He busied his hooves adding more lavender, then sat on the floor where he was, still facing the drawer. Then, grimacing, he turned to face the bed.
“I don’t know what else to say. When was the last time I played with you? Months, I think? A year? I mean, you were my mom’s toy first, you must have known that someday…”
His voice trailed off, and he chuckled a little.
“What the heck, I’m explaining to my toy why I’ve outgrown him.” He shook his head. “Real mature, Shining.”
Then, shrugging, he went on, “Maybe this is helping me deal with stuff. I dunno. I know I loved you growing up, and I’m glad mom gave you to me. I had a lot of fun playing with you, and just having you nearby always made me feel safe.
“But I’m older now. I’m not a grownup, exactly, but… I don’t need you anymore.”
He looked at the stuffed tiger on his bed, soft and worn.
“You know, it’s funny. Mom and Dad both checked for magic on you, and couldn’t find any. But you’ve never needed repairs, and you’ve always washed out fine. So I think you were made by somepony who really wanted you to last. Somepony skilled enough to hide their magic. And if that’s true, then there’s no telling how old you are.”
He contemplated his old toy for a moment, then added, “So, I guess that means you’ve heard all this before, huh?”
Slowly, guided by the uneven wrinkles on the bedsheets, the tiger fell over onto one side.
Shining Armor sighed.
“It feels weird saying this to a stuffed toy, but I am sorry,” he said. “Any toy can seem alive, but you were always, I dunno, more than that.
“I’d thought for a while I’d end up giving you to Twilight,” he went on with a rueful smile. “But I mean, come on. Even when she was a toddler, you know what she cuddled in her sleep? Books.”
Shining Armor walked over to the toy and gently picked it up in his teeth. A moment later, he was tenderly stowing the tiger in the drawer among the small blankets and sweet-smelling flowers.
“Dad always said that lavender was great for storing important things, so they’d be safe from bugs and stuff,” he said softly. “Plus, it smells nice.”
As he finished tucking the baby blanket around his old toy, he thought of the times he’d tucked his sister in, when she’d fallen asleep and had to be carried to bed. That was what the stuffed tiger looked like now, somehow. Not like an outgrown toy in storage, but a tiny creature that was sleeping.
“Mom said one time that her uncle gave you to her ‘cuz he didn’t have foals of his own,” he whispered. “Maybe someday Twilight’ll have foals, and I’ll give you to one of them. But I’ll find somepony you can play with again someday. I promise.”
Stepping back, the colt considered that he really should have been feeling foolish then, talking to a plaything of cloth and stuffing, seeing to its comfort. But instead, it just felt... right.

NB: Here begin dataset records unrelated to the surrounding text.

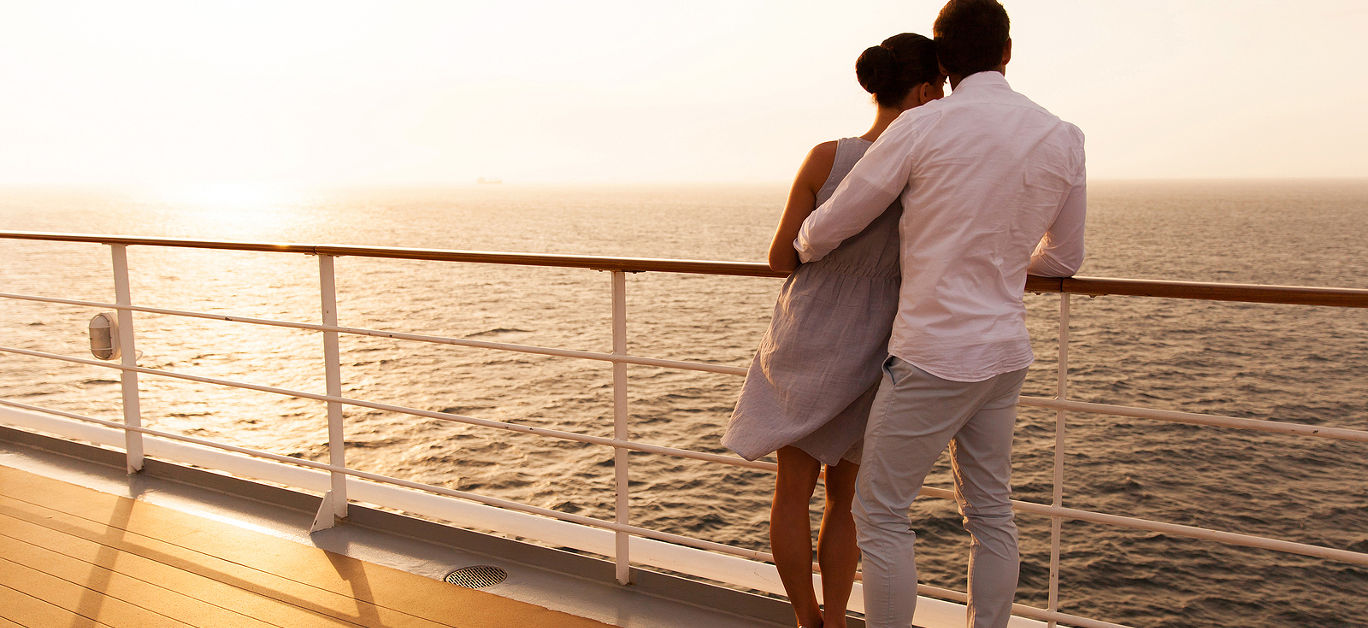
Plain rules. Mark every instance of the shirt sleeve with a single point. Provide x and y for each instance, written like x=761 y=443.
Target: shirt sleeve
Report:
x=1060 y=251
x=866 y=192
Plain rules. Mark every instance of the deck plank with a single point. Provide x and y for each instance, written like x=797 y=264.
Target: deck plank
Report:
x=130 y=578
x=78 y=598
x=134 y=541
x=19 y=608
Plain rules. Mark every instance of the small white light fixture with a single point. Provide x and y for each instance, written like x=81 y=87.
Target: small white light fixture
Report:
x=104 y=337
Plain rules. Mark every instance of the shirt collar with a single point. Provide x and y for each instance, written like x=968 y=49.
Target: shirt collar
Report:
x=985 y=80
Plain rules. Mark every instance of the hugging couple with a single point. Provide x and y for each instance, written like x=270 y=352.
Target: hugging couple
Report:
x=902 y=330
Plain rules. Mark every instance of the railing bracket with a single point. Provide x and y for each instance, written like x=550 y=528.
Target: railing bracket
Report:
x=324 y=519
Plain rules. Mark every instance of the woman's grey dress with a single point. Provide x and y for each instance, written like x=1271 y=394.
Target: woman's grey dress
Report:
x=814 y=375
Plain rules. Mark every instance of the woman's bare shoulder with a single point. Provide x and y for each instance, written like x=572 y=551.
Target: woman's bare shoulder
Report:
x=818 y=164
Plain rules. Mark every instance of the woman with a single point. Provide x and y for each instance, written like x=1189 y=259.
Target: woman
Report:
x=810 y=386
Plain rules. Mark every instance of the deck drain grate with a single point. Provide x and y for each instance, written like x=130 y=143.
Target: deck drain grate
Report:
x=476 y=576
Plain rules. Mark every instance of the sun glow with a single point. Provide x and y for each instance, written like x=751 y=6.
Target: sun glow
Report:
x=240 y=197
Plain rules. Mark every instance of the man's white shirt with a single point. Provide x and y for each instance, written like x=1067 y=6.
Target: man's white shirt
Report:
x=992 y=188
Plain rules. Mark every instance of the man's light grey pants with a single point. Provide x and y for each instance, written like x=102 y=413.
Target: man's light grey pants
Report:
x=915 y=415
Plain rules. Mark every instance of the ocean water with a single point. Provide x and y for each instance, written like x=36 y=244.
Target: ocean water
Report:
x=1261 y=361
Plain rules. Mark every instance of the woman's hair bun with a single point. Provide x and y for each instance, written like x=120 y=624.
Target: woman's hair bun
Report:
x=893 y=67
x=874 y=69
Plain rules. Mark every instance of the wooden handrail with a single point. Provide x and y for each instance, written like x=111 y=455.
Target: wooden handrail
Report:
x=1339 y=297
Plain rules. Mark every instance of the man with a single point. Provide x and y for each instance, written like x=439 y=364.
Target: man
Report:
x=992 y=188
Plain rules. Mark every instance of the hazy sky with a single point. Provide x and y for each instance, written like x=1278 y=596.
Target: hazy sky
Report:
x=707 y=90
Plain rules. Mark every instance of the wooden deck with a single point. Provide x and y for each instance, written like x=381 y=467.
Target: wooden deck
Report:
x=71 y=556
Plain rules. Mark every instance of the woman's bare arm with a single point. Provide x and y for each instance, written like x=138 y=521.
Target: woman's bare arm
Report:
x=802 y=200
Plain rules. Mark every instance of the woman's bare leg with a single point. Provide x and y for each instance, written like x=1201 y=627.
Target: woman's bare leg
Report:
x=836 y=550
x=791 y=534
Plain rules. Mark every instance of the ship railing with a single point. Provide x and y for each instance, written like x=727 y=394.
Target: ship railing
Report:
x=617 y=539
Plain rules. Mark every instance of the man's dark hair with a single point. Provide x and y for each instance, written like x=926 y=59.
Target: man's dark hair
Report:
x=970 y=36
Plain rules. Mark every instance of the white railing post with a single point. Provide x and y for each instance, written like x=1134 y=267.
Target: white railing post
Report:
x=335 y=498
x=1058 y=500
x=127 y=379
x=620 y=454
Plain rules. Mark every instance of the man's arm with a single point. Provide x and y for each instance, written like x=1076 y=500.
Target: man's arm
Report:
x=1060 y=252
x=866 y=192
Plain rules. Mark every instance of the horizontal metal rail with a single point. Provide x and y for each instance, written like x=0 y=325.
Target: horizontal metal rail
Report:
x=400 y=409
x=398 y=335
x=1194 y=419
x=1066 y=286
x=1342 y=297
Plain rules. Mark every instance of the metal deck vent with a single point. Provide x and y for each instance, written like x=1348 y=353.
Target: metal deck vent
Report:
x=476 y=576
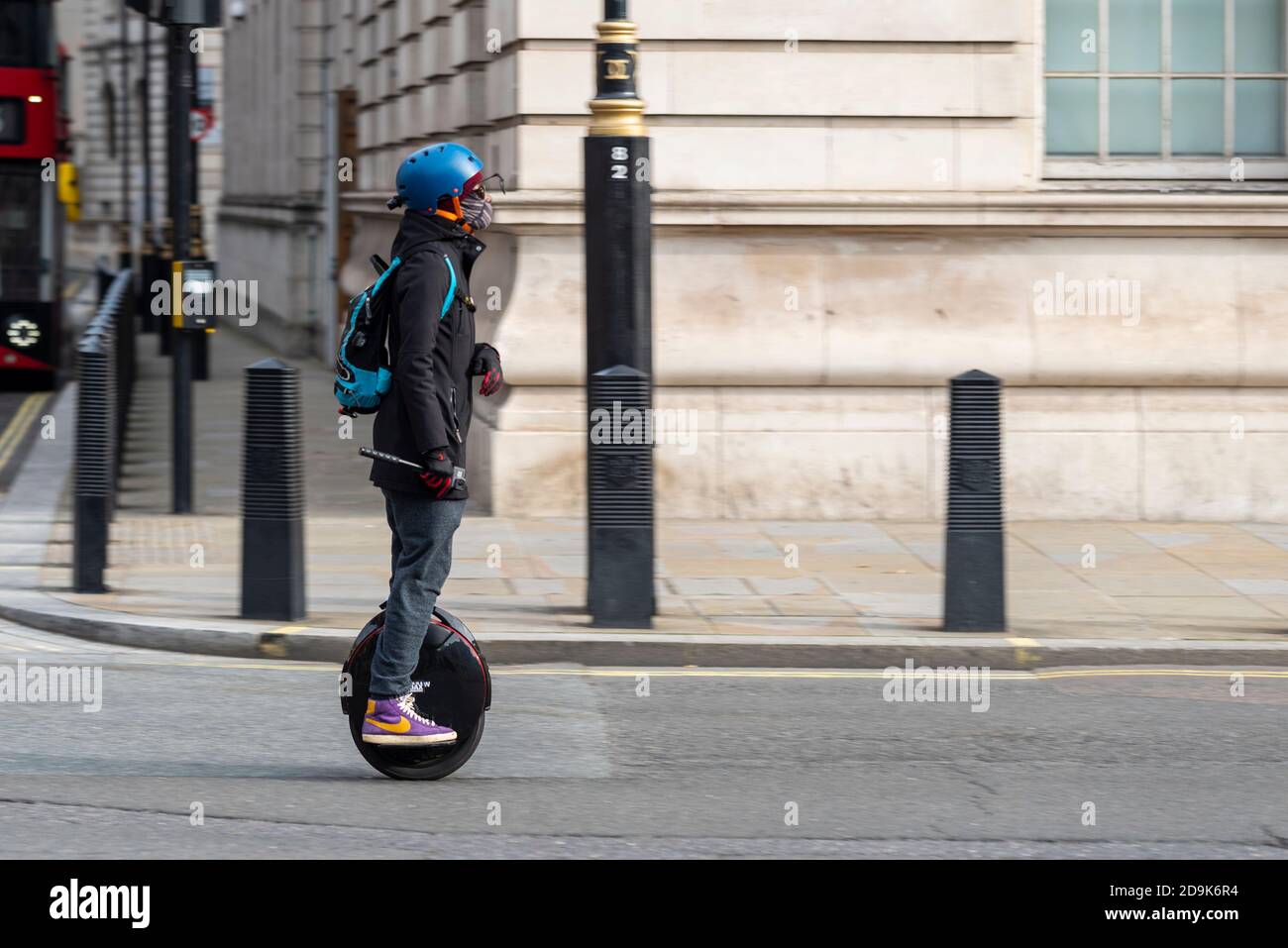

He reached in, scritched the tiger one last time behind the ears.
Then Shining Armor gently closed the drawer, and went out to play games with his family.
Though the sun was yet unseen, Prince Shining Armor was already awake. He tended meticulously to the early morning affairs of state, guarding his beloved’s rest from bureaucracy’s perils. Their newly-born daughter he had gently moved from their bed, allowing his wife a deeper sleep. At least, for a little while. And he had given strict orders that his lady was not to be disturbed, no matter the cause or time of day.
Meanwhile, in the darkness of the royal nursery, unseen by mortal eyes, something stirred. Something that was dream, yet more than dream.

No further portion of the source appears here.